I have pictured above a synopsis of my disk imaging workflow, which relies strongly on student help. Students take floppy disks from initial photography to imaging, mount testing, documentation of the results, and rehousing.
The disk is photographed to record the labeling information, which can be quite extensive (one collection of media art contains many disks with a printout of the disk’s file listing, along with the official label of the artists’ studio). A photograph also provides a visual reference for the future should we try to relocate the original media.
Students are trained to connect the KryoFlux floppy disk controller and a vintage disk drive to the host machine, which runs a copy of BitCurator. They are also trained on the KryoFlux GUI, and use this software for most of the disk imaging. While we have the FC5025 controller and software, KryoFlux is the device of choice given its greater versatility and ability to record flux timings for each track of the floppy disk. Within the KryoFlux GUI, students set the encoding formats to MFM (modified frequency modulation, a common coding for many IBM PC formatted disks) and the preservation stream by default, as this produces an accurate image for most disks. In the case that it does not, students are trained to run other disk encodings against the preservation stream files to attempt a positive disk image that can be mounted. In most cases, the disk turns out to be in a less common Apple or Commodore format.

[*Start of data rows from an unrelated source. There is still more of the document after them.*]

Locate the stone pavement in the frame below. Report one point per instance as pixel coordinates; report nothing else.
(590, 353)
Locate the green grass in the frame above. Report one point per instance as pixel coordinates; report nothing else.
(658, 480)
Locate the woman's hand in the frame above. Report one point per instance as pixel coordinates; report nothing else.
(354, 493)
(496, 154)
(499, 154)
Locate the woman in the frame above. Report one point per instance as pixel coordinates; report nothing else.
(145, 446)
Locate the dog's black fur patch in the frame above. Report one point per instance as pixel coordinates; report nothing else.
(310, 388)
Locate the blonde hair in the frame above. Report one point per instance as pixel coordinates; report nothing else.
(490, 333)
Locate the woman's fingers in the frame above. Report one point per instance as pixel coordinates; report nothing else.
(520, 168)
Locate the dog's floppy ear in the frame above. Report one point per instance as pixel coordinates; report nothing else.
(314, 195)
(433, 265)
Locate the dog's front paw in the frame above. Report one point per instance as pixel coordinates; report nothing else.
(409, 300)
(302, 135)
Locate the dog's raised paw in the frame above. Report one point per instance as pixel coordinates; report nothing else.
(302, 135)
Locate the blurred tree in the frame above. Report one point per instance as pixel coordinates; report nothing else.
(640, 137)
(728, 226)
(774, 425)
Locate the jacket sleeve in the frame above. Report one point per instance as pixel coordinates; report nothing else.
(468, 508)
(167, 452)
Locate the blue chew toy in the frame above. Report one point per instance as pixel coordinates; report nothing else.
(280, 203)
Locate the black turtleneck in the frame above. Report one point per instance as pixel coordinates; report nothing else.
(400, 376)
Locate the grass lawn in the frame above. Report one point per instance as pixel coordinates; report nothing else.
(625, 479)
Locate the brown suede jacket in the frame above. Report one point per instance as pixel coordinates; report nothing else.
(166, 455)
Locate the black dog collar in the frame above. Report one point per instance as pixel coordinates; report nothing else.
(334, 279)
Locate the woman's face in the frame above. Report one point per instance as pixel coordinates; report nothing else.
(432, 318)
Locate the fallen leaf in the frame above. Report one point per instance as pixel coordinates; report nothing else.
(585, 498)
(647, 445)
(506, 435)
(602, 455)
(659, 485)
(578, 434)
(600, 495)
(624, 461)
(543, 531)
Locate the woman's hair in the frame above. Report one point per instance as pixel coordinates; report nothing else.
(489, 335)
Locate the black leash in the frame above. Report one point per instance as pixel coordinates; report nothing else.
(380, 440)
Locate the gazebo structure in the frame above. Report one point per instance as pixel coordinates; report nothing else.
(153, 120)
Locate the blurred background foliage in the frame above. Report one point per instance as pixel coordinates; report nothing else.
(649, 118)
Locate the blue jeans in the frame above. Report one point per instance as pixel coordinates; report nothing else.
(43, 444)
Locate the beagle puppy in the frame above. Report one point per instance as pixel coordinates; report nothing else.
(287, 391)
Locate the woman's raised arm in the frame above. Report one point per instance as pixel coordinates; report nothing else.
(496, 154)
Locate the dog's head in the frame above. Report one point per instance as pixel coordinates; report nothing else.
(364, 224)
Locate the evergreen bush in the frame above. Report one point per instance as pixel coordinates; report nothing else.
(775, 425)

The resulting log file, preservation tracks, image file, and disk photograph are saved in a folder. The student then runs a mount test through BitCurator’s mounting script. The results of the student’s disk imaging run are recorded in a row in a collection spreadsheet, which denotes the disk image name, date, their name, the disk drive used (we have different drives in use), the disk imaging device used, any bad sectors found, whether the disk mounts, and if there is a photograph accompanying the disk. The student than rehouses the disk in a Hollinger box. Disk collections which contain office documents and correspondence are candidates for floppy disk deaccessioning; collections for which the floppies are integral to the content and process of the donator, such as the media art collection mentioned above, are not.

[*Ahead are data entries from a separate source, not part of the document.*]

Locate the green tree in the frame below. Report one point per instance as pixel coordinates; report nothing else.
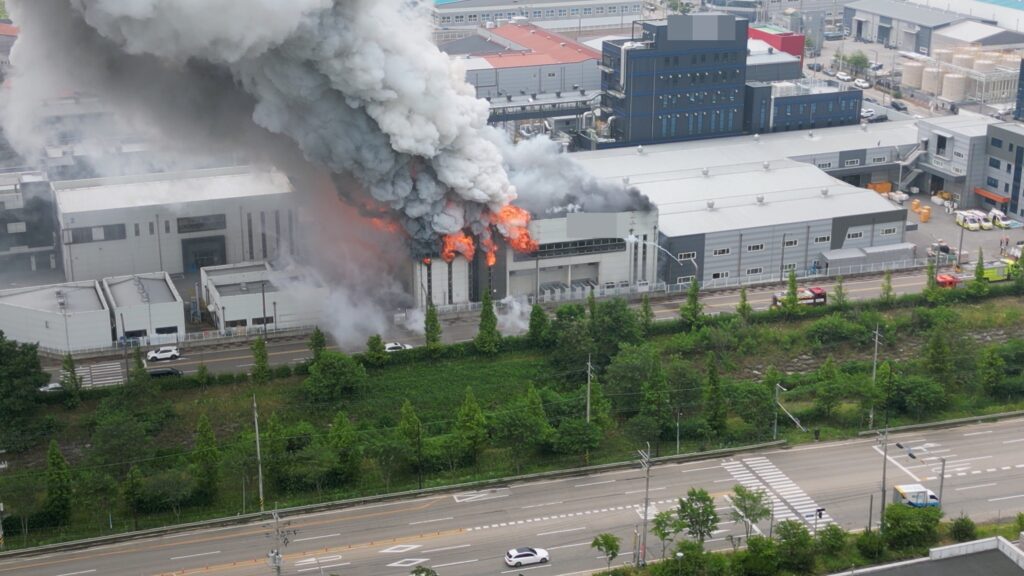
(697, 513)
(317, 343)
(59, 486)
(796, 547)
(206, 459)
(432, 328)
(608, 544)
(471, 425)
(487, 338)
(839, 294)
(750, 506)
(131, 493)
(715, 409)
(791, 301)
(743, 309)
(646, 315)
(540, 327)
(334, 375)
(261, 366)
(691, 313)
(906, 527)
(71, 381)
(411, 428)
(666, 526)
(991, 370)
(376, 355)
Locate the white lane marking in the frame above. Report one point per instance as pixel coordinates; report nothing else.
(640, 491)
(561, 531)
(323, 567)
(456, 563)
(429, 521)
(315, 537)
(899, 465)
(196, 556)
(448, 548)
(594, 483)
(976, 486)
(1006, 498)
(544, 504)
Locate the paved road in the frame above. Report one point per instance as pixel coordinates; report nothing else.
(466, 534)
(464, 328)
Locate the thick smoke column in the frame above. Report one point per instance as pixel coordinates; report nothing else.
(356, 84)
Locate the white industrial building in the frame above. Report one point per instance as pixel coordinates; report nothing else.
(579, 252)
(176, 222)
(145, 305)
(61, 318)
(251, 296)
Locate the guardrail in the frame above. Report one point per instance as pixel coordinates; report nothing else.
(351, 502)
(948, 423)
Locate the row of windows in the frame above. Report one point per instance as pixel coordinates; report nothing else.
(548, 13)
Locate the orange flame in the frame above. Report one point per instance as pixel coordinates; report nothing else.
(457, 243)
(513, 222)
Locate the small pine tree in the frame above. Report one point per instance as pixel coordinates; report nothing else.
(432, 328)
(487, 339)
(743, 309)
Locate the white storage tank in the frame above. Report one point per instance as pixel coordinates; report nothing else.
(954, 87)
(931, 80)
(911, 74)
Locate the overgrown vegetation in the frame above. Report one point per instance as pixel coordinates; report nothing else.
(157, 452)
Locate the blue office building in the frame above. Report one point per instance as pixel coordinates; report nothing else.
(678, 79)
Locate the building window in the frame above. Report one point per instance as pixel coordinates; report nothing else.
(202, 223)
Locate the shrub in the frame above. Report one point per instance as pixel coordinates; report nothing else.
(964, 529)
(870, 545)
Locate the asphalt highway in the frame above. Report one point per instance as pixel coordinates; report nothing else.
(463, 328)
(466, 534)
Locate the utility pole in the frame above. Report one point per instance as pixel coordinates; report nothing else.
(259, 458)
(645, 462)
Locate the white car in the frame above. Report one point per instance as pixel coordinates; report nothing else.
(396, 346)
(166, 353)
(518, 557)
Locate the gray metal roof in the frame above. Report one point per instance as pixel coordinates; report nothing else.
(57, 298)
(906, 11)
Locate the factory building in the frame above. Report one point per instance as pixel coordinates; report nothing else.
(254, 296)
(145, 305)
(173, 222)
(610, 253)
(59, 318)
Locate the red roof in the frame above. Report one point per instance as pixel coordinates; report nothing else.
(543, 47)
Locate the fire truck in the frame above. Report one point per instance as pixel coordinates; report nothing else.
(805, 296)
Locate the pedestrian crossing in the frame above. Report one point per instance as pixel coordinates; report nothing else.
(788, 501)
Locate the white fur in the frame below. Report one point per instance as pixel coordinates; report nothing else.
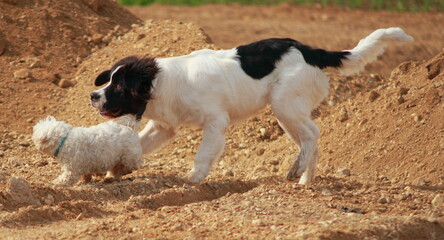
(109, 146)
(369, 48)
(209, 89)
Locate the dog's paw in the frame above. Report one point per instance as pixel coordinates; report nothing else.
(306, 178)
(196, 176)
(295, 171)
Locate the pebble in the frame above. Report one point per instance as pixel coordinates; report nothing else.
(343, 172)
(438, 200)
(20, 191)
(258, 223)
(403, 91)
(49, 200)
(64, 83)
(22, 73)
(384, 200)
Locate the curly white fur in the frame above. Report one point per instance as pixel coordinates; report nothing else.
(109, 146)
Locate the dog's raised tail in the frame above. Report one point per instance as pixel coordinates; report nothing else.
(369, 48)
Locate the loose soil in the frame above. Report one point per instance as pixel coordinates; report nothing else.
(381, 168)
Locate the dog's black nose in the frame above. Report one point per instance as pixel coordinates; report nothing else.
(94, 96)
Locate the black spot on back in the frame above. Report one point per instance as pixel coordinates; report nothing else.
(258, 59)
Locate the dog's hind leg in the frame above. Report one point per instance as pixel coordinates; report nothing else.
(292, 100)
(211, 147)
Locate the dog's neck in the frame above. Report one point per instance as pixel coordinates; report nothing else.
(62, 142)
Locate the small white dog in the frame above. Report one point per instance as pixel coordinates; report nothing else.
(111, 147)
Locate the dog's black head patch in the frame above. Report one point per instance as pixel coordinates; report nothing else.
(129, 88)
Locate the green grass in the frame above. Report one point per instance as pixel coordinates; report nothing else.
(391, 5)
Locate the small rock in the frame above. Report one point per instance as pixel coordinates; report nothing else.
(373, 96)
(22, 73)
(384, 200)
(49, 200)
(24, 144)
(229, 173)
(159, 215)
(178, 228)
(20, 191)
(416, 117)
(438, 200)
(403, 91)
(33, 62)
(260, 151)
(258, 223)
(343, 172)
(66, 83)
(96, 38)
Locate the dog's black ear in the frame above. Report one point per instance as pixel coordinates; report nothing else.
(102, 78)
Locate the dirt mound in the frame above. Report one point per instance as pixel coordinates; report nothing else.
(395, 131)
(41, 43)
(246, 195)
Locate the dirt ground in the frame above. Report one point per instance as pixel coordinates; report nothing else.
(381, 166)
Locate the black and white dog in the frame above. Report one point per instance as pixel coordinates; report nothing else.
(212, 89)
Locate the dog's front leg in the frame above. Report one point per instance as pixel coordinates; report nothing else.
(210, 149)
(154, 136)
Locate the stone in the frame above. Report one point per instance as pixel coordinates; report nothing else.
(403, 91)
(343, 172)
(65, 83)
(228, 173)
(384, 200)
(258, 223)
(20, 192)
(260, 151)
(22, 73)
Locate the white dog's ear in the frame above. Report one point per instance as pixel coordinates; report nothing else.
(44, 140)
(103, 78)
(50, 118)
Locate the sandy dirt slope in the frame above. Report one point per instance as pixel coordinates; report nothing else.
(381, 165)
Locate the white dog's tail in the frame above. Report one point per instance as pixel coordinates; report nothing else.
(369, 48)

I check the students’ work at the end of the week. If disks have bad sectors or do not mount I investigate those disk images and attempt new reads if necessary. Besides the local backup, I run BagIt on the cumulative work of the student every week and upload that bag to our servers, which run their own backup routine. When the collection is complete, I do the same for the entire collection and remove the in-progress bags.
This workflow emphasizes the capture of disk images foremost. Analysis and description of the disk content is provided intermittently by myself, and batch runs of bulk_extractor and fiwalk on the disk images will be performed at a later time. Import into a formal digital archive software will occur down the road as well – a work in progress for us presently. I hope this workflow can help others who may not have a repository in place, but nevertheless need to rescue content from legacy media in a manner that will allow more refined processing in the future.